Toward Robust Parameterizations in Ecosystem-Level Photosynthesis Models

In a model simulating dynamics of a system, parameters can represent system sensitivities and unresolved processes, therefore affecting model accuracy and uncertainty. Taking a light use efficiency (LUE) model as an example, which is a typical approach for estimating gross primary productivity (GPP), we propose a Simultaneous Parameter Inversion and Extrapolation approach (SPIE) to overcome issues stemming from plant-functional-type (PFT)-dependent parameterizations. SPIE refers to predicting model parameters using an artificial neural network based on collected variables, including PFT, climate types, bioclimatic variables, vegetation features, atmospheric nitrogen and phosphorus deposition, and soil properties. The neural network was optimized to minimize GPP errors and constrain LUE model sensitivity functions. We compared SPIE with 11 typical parameter extrapolating methods, including PFT- and climate-specific parameterizations, global and PFT-based parameter optimization, site-similarity, and regression approaches. All methods were assessed using Nash-Sutcliffe model efficiency (NSE), determination coefficient and normalized root mean squared error, and contrasted with site-specific calibrations. Ten-fold cross-validated results showed that SPIE had the best performance across sites, various temporal scales and assessing metrics.
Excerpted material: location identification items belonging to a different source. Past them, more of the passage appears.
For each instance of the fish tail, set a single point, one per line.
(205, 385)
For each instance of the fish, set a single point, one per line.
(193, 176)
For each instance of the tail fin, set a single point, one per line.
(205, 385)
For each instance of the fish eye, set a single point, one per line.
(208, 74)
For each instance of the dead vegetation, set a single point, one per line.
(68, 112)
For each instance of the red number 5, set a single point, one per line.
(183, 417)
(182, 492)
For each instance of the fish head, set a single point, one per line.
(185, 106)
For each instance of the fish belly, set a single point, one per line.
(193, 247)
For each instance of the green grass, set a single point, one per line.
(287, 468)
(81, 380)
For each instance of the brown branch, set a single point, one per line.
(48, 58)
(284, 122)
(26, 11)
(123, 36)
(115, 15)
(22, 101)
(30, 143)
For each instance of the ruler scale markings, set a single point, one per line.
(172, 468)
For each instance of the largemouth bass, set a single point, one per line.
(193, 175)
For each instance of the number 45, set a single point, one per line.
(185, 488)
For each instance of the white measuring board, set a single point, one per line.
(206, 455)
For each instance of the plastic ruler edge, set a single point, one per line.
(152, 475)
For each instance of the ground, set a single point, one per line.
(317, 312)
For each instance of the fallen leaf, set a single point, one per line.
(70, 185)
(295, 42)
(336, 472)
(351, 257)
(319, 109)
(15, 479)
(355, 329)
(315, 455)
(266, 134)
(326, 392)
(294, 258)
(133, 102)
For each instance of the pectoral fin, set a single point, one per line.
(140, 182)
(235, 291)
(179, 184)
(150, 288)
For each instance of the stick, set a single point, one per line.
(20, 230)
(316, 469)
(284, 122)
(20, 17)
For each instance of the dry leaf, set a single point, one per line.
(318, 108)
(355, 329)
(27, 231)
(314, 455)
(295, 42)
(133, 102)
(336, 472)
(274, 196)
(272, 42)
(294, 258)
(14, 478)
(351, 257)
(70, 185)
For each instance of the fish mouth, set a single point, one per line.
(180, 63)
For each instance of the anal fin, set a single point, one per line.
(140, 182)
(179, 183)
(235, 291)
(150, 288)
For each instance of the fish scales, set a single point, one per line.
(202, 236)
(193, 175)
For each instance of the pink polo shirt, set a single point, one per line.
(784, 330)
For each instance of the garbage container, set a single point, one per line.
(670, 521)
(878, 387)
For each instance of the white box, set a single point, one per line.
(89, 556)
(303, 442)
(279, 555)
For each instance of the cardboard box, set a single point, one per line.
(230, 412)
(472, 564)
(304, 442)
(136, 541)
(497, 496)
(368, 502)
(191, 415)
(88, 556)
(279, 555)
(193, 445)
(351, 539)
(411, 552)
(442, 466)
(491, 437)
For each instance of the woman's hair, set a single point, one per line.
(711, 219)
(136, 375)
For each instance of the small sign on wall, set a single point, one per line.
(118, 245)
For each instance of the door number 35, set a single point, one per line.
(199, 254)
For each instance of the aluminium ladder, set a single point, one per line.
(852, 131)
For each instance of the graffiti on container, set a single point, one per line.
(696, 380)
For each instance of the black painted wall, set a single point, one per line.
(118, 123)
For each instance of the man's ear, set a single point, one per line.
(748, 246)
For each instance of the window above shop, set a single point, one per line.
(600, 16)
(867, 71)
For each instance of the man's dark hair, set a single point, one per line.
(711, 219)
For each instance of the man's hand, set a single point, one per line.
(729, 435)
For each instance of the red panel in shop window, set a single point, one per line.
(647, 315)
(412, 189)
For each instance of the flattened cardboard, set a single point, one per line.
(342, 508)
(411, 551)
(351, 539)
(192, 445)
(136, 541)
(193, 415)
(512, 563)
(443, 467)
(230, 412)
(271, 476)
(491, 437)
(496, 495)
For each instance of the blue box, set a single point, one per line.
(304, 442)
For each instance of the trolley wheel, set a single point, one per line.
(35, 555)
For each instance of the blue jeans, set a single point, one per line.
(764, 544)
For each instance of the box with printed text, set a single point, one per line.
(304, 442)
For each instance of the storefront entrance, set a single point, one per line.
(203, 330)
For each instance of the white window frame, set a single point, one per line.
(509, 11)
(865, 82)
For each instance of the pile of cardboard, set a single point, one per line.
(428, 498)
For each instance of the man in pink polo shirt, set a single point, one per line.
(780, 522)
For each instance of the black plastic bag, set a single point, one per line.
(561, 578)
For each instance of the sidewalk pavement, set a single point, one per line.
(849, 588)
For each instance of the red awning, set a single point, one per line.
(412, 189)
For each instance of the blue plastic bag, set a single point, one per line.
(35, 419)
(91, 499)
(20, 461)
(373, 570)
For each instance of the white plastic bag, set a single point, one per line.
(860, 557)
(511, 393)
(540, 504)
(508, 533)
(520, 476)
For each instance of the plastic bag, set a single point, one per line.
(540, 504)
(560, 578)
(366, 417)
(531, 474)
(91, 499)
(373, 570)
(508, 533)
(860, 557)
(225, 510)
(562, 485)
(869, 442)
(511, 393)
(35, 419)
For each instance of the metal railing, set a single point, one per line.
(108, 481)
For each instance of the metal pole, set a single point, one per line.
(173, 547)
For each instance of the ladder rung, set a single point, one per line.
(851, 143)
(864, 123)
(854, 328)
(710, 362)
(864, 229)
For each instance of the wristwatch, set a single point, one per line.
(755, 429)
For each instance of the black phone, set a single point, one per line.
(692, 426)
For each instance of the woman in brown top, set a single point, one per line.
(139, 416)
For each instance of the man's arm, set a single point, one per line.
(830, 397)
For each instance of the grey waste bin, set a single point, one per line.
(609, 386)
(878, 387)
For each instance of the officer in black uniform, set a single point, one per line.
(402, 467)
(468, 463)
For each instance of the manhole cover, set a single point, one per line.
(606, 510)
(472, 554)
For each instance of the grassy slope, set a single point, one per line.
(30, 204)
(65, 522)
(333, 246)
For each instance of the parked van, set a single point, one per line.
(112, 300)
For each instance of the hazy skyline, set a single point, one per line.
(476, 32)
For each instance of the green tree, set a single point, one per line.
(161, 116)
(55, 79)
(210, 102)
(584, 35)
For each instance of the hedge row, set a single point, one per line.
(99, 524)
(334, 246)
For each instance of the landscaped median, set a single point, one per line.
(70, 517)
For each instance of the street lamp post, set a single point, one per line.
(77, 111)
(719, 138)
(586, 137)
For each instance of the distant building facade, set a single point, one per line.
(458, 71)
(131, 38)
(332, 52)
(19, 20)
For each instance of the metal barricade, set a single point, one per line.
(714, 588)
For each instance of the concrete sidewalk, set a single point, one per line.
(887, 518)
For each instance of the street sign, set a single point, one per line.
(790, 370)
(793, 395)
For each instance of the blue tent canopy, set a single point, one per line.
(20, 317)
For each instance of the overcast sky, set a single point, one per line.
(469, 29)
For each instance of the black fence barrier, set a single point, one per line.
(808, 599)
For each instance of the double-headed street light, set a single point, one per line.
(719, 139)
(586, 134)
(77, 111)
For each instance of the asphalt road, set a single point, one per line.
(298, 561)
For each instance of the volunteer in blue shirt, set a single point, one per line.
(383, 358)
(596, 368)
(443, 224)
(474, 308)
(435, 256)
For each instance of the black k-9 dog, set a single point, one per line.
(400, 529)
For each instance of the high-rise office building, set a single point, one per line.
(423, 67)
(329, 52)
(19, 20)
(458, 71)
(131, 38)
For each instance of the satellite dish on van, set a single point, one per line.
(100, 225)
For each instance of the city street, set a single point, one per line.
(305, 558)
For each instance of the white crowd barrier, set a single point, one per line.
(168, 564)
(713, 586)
Taking site-level calibrations as a benchmark (NSE = 0.95), SPIE performed with an NSE of 0.68, while all the other investigated approaches showed negative NSE. The Shapley value, layer-wise relevance and partial dependence showed that vegetation features, bioclimatic variables, soil properties and some PFTs determine parameters. SPIE overcomes strong limitations observed in many standard parameterization methods. We argue that expanding SPIE to other models overcomes current limits and serves as an entry point to investigate the robustness and generalization of different models.